Parrot is really quite wonderful

Since I had all this time on my hands, I thought I'd have a quick look at how Parrot has been getting on in the six years of my absence.

There's been a series of articles on Perlbuzz and other places about how Perl 6 is nearly there, how Perl 6 is already there, how Perl 6 is dead in the water, and so I thought I'd go see for myself. My old SVN login still works; thankfully it looks like none of my original code for Parrot remains though. :)

I've come away thinking that Parrot is hugely important. I also think things have come a heck of a lot further than anyone outside the project could imagine. There's a perl6 make target which builds Perl 6 binary, for heaven's sake, and it runs real live Perl 6 code. It's there, right now. But that's not what excites me.

What excites me is the Parrot Compiler Toolkit.

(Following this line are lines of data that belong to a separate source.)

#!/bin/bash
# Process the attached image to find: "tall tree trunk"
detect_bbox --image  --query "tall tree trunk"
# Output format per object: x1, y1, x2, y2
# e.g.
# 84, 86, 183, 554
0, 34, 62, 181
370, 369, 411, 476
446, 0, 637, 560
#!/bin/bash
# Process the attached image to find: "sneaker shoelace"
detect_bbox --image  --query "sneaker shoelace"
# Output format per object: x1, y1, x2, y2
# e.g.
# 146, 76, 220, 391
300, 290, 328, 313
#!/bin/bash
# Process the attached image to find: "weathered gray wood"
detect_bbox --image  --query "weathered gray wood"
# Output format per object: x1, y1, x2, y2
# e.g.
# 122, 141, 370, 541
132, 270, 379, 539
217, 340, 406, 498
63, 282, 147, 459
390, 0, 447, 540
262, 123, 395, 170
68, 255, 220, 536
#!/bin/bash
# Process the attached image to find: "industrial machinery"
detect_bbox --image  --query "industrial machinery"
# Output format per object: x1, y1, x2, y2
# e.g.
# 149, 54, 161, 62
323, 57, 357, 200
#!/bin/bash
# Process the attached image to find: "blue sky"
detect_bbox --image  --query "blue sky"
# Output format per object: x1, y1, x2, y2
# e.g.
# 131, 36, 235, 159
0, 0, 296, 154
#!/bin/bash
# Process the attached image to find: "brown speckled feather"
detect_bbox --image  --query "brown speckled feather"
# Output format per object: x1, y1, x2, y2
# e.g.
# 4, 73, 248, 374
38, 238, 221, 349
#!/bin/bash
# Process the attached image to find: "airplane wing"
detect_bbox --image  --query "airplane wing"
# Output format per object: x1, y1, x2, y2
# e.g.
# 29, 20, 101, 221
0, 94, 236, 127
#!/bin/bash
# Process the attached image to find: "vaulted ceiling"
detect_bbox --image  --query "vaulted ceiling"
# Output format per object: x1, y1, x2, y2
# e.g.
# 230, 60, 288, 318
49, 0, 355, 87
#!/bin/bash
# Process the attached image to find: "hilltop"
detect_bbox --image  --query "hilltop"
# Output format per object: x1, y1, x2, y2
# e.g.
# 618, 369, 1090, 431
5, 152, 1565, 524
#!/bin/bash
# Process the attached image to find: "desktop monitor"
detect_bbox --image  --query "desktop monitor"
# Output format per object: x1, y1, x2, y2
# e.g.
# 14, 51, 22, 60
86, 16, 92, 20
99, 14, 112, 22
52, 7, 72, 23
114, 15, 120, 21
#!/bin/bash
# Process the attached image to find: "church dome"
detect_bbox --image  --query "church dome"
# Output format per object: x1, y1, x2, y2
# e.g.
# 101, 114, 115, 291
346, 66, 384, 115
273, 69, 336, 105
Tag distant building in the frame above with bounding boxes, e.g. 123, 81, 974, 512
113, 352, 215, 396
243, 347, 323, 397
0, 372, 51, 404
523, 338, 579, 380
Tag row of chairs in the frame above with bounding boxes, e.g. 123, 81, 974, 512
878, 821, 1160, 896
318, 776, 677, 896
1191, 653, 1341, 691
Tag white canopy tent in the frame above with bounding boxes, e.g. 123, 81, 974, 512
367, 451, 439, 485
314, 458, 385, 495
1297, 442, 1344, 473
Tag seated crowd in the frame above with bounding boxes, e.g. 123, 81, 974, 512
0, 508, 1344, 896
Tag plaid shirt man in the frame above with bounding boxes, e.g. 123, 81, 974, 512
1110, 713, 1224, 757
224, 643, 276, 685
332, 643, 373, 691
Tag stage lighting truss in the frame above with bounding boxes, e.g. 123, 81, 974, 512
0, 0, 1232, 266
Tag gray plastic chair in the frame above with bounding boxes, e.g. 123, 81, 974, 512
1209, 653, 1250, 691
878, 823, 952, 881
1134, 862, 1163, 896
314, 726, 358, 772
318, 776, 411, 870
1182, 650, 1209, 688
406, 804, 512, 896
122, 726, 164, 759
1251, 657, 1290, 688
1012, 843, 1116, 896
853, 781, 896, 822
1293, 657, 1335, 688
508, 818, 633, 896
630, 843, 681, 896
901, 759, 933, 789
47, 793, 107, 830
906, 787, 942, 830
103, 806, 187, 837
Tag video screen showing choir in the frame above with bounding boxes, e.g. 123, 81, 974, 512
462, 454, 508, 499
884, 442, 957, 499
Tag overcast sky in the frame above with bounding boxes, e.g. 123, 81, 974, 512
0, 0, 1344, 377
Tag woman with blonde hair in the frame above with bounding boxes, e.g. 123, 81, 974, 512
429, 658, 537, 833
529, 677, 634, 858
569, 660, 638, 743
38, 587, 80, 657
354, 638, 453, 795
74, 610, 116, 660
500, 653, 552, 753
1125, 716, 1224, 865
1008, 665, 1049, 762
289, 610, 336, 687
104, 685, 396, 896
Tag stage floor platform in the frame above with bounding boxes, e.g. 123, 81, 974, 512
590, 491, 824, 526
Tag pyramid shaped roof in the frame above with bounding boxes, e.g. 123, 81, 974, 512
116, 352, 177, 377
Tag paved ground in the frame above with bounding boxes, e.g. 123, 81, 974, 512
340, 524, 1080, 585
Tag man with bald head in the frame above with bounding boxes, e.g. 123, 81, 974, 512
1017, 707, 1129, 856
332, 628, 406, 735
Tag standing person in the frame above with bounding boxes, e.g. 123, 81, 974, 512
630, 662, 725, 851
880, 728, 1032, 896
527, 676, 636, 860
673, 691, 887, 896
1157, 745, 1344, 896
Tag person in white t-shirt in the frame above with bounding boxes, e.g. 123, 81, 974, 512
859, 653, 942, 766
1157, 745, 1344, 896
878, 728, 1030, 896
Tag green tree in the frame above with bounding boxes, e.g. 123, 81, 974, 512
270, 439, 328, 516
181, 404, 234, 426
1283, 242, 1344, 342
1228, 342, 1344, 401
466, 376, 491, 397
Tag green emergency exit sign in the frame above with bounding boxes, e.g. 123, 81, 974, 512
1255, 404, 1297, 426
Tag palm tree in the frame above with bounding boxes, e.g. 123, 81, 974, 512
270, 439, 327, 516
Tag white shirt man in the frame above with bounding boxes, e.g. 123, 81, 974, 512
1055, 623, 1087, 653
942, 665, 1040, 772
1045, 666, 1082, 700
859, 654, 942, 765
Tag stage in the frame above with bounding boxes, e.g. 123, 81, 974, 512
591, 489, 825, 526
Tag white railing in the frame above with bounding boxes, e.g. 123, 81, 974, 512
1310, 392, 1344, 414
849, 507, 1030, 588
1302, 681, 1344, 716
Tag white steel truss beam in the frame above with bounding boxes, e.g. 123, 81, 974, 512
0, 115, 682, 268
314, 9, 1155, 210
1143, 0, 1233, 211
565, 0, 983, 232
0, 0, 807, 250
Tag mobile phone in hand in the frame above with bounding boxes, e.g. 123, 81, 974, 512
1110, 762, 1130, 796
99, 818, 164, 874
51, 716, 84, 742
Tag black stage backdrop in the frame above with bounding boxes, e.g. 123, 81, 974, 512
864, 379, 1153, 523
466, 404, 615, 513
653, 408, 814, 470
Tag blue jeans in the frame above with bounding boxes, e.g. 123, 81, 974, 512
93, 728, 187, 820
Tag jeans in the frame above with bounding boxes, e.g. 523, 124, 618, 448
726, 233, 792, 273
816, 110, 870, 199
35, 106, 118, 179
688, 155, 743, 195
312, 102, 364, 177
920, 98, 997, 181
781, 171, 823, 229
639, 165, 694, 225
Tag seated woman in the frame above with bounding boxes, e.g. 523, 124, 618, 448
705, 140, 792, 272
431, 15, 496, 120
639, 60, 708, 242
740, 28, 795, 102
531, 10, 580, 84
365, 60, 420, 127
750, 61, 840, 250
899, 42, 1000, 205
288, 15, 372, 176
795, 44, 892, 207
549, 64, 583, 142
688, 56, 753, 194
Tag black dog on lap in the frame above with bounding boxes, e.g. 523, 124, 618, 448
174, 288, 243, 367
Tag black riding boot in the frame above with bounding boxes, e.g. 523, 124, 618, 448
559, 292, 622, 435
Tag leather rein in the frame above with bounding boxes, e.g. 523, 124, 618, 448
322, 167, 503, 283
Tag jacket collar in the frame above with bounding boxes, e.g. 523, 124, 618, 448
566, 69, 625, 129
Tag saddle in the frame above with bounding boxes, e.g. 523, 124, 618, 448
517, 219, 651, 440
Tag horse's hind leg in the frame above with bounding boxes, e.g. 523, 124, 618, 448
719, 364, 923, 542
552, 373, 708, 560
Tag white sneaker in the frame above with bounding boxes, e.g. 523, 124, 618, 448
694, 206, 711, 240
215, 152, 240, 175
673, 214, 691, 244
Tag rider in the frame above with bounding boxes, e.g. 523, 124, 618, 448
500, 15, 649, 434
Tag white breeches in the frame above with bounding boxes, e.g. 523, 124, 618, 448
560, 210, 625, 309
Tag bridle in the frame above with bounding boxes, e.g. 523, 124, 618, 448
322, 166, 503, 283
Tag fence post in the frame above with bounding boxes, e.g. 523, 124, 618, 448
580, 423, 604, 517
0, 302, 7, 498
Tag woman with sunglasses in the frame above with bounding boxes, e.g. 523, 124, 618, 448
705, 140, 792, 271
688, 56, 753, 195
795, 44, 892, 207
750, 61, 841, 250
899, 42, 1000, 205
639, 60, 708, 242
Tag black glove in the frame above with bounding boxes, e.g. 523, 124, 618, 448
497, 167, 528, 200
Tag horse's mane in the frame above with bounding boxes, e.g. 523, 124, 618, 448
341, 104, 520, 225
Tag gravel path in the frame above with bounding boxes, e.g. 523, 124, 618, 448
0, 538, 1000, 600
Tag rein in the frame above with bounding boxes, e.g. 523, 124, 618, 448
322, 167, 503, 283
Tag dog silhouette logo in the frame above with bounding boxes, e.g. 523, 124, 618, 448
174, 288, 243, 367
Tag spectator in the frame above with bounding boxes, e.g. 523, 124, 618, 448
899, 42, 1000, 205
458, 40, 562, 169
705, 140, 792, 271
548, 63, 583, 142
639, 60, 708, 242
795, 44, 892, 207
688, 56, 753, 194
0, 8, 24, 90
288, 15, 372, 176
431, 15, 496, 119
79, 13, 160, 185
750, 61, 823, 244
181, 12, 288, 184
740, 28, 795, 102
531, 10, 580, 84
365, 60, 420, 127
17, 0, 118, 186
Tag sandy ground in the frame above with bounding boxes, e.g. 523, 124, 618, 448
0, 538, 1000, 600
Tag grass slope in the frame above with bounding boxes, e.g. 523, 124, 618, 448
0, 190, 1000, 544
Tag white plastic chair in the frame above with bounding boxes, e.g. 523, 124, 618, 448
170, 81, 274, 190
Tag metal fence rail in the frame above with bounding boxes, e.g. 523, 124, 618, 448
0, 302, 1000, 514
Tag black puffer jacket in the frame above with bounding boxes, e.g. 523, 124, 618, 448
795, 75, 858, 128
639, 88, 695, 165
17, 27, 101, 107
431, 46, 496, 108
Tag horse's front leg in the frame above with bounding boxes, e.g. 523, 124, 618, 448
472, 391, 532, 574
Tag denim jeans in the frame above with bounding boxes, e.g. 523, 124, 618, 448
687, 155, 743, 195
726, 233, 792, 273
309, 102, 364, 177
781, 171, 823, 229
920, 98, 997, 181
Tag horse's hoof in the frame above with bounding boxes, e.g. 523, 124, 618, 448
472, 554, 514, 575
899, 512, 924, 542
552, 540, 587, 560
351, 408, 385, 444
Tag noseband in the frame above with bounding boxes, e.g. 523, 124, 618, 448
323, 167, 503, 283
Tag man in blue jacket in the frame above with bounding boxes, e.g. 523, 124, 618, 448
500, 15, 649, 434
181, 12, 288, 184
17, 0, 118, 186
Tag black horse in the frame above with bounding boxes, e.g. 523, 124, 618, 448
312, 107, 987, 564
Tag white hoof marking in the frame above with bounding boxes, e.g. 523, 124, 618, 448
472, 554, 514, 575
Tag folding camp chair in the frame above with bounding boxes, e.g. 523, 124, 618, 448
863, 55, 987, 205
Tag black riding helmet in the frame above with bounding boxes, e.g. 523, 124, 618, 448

Around the time I stopped working on Parrot, people were saying that Perl 6 was going to be written in Perl 6, and I was, well, let's say, a little sceptical. But you know what? They've done it. I am astounded. It is lovely.

This afternoon Will Coleda checked in a simple stub implementation of LOLCODE. The implementation consists of three files. The first is the grammar. This is written in Real Life Perl 6 Rules. That was pretty impressive. Then there's the actions file, which builds the Abstract Syntax Tree. This is written in a language called "Not Quite Perl", which is as close to Perl 6 as makes no odds. Finally there's the implementation of the builtins, which is written in Parrot's intermediate language. This is where you implement any custom runtime operations that Parrot doesn't already know about.

I spent two hours this afternoon basically starting from zero knowledge of the Parrot Compiler Toolkit and added a bunch of features to Will's stub, including variable assignment and access. That is astonishing.

The bottom line? The takeaway? It's really, really true. Parrot lets you implement your own languages using Perl 6 rules for the grammar and Perl 6 for the compiler.